Some definitions are below. A full set of definitions of terms used is available.

**Caustic curves :** When light reflects off a curve then the envelope of the reflected rays is a caustic by reflection or a *catacaustic*. When light is refracted by a curve then the envelope of the refracted rays is a caustic by refraction or a *diacaustic*.

They were first studied by Huygens and Tschirnhaus around 1678. Johann Bernoulli, Jacob Bernoulli, de L'Hôpital and Lagrange all studied caustic curves.

**Evolute :** The envelope of the normals to a given curve.

This can also be thought of as the locus of the centres of curvature.

The idea appears in an early form in Apollonius's *Conics* Book V. It appears in its present form in Huygens work from around 1673.

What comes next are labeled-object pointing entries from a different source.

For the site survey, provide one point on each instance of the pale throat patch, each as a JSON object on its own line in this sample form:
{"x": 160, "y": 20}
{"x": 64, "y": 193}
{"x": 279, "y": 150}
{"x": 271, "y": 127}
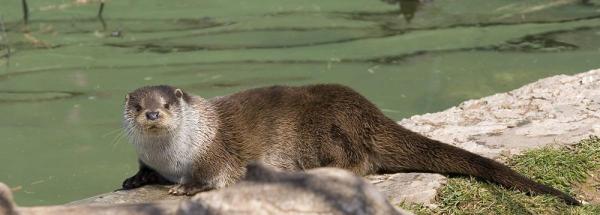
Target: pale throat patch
{"x": 173, "y": 155}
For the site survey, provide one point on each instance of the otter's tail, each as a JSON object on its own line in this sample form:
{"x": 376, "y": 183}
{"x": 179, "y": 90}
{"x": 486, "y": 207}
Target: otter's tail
{"x": 419, "y": 153}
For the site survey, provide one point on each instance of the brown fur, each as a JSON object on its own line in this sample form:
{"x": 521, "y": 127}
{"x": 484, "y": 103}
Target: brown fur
{"x": 297, "y": 128}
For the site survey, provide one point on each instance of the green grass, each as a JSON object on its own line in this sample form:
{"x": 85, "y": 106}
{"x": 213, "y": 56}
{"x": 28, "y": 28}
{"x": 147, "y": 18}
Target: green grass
{"x": 558, "y": 167}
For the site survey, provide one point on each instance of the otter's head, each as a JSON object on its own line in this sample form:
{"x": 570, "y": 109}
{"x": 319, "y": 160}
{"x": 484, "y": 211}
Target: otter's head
{"x": 154, "y": 110}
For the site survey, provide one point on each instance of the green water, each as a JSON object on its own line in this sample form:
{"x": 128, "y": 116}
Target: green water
{"x": 63, "y": 81}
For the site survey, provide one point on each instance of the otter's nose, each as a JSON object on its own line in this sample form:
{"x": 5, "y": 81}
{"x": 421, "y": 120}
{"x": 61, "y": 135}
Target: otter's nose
{"x": 152, "y": 115}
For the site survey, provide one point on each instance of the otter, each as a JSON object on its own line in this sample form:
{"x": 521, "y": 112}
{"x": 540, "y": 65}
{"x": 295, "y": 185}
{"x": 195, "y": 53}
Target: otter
{"x": 202, "y": 144}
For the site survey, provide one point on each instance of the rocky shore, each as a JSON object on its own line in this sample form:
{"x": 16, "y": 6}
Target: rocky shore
{"x": 554, "y": 111}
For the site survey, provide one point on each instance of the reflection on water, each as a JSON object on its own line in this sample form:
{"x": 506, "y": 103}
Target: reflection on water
{"x": 407, "y": 8}
{"x": 63, "y": 76}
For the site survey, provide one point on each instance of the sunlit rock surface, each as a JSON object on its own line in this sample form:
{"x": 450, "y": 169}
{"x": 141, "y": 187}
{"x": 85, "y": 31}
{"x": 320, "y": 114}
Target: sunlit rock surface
{"x": 262, "y": 191}
{"x": 559, "y": 110}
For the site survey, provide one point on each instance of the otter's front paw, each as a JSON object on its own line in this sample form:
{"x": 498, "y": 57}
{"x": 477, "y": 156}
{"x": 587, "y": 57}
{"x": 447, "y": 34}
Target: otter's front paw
{"x": 135, "y": 181}
{"x": 187, "y": 189}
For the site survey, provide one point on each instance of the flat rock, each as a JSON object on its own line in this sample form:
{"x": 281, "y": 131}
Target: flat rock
{"x": 555, "y": 111}
{"x": 262, "y": 191}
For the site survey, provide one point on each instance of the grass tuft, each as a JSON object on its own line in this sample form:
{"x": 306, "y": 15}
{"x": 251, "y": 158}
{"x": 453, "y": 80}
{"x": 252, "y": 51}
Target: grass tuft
{"x": 558, "y": 167}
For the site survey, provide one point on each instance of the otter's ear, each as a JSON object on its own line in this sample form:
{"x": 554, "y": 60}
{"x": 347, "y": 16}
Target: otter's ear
{"x": 178, "y": 93}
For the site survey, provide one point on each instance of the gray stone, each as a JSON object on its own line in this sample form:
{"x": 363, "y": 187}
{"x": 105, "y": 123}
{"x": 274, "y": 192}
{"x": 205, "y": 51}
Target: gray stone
{"x": 262, "y": 191}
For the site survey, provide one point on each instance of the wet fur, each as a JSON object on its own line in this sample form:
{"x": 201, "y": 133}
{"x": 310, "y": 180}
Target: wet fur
{"x": 297, "y": 128}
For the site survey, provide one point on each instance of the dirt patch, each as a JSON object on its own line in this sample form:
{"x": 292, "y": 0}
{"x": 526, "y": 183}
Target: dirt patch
{"x": 589, "y": 190}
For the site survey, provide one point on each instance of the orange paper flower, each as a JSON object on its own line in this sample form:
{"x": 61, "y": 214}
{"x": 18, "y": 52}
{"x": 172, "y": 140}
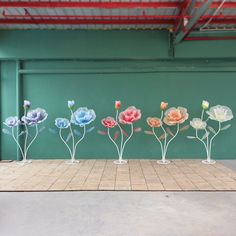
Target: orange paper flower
{"x": 175, "y": 116}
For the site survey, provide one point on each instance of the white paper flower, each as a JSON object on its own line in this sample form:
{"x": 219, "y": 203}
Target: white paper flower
{"x": 220, "y": 113}
{"x": 197, "y": 123}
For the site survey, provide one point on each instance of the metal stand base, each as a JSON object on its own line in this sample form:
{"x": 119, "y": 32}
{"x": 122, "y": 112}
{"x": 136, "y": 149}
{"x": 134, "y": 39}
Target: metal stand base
{"x": 161, "y": 162}
{"x": 24, "y": 162}
{"x": 210, "y": 162}
{"x": 70, "y": 162}
{"x": 120, "y": 162}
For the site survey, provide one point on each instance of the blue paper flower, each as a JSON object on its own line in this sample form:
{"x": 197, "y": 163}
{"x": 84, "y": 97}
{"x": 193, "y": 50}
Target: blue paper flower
{"x": 35, "y": 116}
{"x": 83, "y": 116}
{"x": 62, "y": 123}
{"x": 12, "y": 121}
{"x": 71, "y": 104}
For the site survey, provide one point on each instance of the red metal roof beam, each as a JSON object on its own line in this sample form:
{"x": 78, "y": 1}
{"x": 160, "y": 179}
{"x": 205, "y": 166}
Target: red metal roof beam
{"x": 40, "y": 4}
{"x": 87, "y": 21}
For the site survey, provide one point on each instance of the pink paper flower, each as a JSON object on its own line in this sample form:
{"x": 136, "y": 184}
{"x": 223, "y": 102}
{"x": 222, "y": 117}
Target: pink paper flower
{"x": 130, "y": 115}
{"x": 175, "y": 116}
{"x": 109, "y": 122}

**Inverse curves :** Given a circle *C* centre *O* radius *r* then two points *P* and *Q* are inverse with respect to *C* if *OP*.*OQ* = *r*^{2}. If *P* describes a curve *C*_{1} then *Q* describes a curve *C*_{2} called the inverse of *C*_{1} with respect to the circle *C*.

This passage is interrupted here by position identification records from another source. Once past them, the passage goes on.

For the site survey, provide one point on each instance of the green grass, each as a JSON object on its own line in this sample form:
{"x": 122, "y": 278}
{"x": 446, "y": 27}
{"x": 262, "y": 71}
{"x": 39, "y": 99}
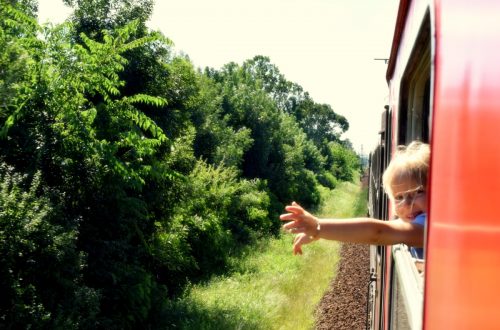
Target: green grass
{"x": 272, "y": 289}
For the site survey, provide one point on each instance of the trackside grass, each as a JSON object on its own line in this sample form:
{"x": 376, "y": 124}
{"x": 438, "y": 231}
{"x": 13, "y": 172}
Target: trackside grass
{"x": 272, "y": 289}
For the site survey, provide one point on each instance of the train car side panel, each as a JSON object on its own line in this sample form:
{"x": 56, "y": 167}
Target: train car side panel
{"x": 463, "y": 267}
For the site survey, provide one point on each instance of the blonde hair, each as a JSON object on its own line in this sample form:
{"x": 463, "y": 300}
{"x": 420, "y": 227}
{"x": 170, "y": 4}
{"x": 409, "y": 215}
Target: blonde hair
{"x": 409, "y": 163}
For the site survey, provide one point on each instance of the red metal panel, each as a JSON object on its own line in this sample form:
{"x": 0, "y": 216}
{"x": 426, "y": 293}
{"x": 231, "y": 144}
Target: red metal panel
{"x": 462, "y": 287}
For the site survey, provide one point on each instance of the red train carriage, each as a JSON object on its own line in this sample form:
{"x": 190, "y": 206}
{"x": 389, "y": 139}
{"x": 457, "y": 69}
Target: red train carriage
{"x": 444, "y": 83}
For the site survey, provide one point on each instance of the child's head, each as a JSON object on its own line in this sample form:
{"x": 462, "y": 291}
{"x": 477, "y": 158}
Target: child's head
{"x": 405, "y": 180}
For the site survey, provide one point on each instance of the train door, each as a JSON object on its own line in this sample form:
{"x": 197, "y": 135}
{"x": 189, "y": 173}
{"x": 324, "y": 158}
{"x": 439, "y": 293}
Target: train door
{"x": 379, "y": 209}
{"x": 405, "y": 283}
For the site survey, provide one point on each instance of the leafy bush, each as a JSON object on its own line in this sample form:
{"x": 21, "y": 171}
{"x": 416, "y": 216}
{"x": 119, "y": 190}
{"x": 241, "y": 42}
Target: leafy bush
{"x": 40, "y": 277}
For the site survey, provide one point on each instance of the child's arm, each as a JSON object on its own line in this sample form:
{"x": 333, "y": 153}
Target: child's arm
{"x": 357, "y": 230}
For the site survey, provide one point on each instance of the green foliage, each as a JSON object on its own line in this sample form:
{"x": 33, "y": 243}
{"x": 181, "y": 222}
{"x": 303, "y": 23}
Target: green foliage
{"x": 40, "y": 277}
{"x": 343, "y": 161}
{"x": 215, "y": 214}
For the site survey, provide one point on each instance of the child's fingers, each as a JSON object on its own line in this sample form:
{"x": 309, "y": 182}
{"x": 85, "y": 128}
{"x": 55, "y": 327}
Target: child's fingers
{"x": 288, "y": 217}
{"x": 295, "y": 209}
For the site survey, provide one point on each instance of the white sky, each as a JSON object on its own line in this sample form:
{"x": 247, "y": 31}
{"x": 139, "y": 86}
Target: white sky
{"x": 326, "y": 46}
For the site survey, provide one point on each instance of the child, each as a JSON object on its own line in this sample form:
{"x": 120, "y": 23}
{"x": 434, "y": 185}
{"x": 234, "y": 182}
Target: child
{"x": 405, "y": 181}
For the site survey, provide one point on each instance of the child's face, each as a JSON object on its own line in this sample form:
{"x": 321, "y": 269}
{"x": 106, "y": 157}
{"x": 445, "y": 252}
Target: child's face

Although it does not make much geometric sense to take the circle *C* having negative radius, it makes no difference to the definition of the inverse of a point, except in this case *P* and *Q* are on opposite sides of *O* whereas when *r* is positive *P* and *Q* are on the same side of *O*.

**Involute :** If *C* is a curve and *C*' is its evolute, then *C* is called an involute of *C*'.

Any parallel curve to *C* is also an involute of *C*'. Hence a curve has a unique evolute but infinitely many involutes.

Alternatively an involute can be thought of as any curve orthogonal to all the tangents to a given curve.

**Negative pedal :** Given a curve *C* and *O* a fixed point then for a point *P* on *C* draw a line perpendicular to *OP*. The envelope of these lines as *P* describes the curve *C* is the *negative pedal* of *C*.

The ellipse is the negative pedal of a circle if the fixed point is inside the circle while the negative pedal of a circle from a point outside is a hyperbola.

**Pedal curve :** Given a curve *C* then the pedal curve of *C* with respect to a fixed point *O* (called the *pedal point*) is the locus of the point *P* of intersection of the perpendicular from *O* to a tangent to *C*.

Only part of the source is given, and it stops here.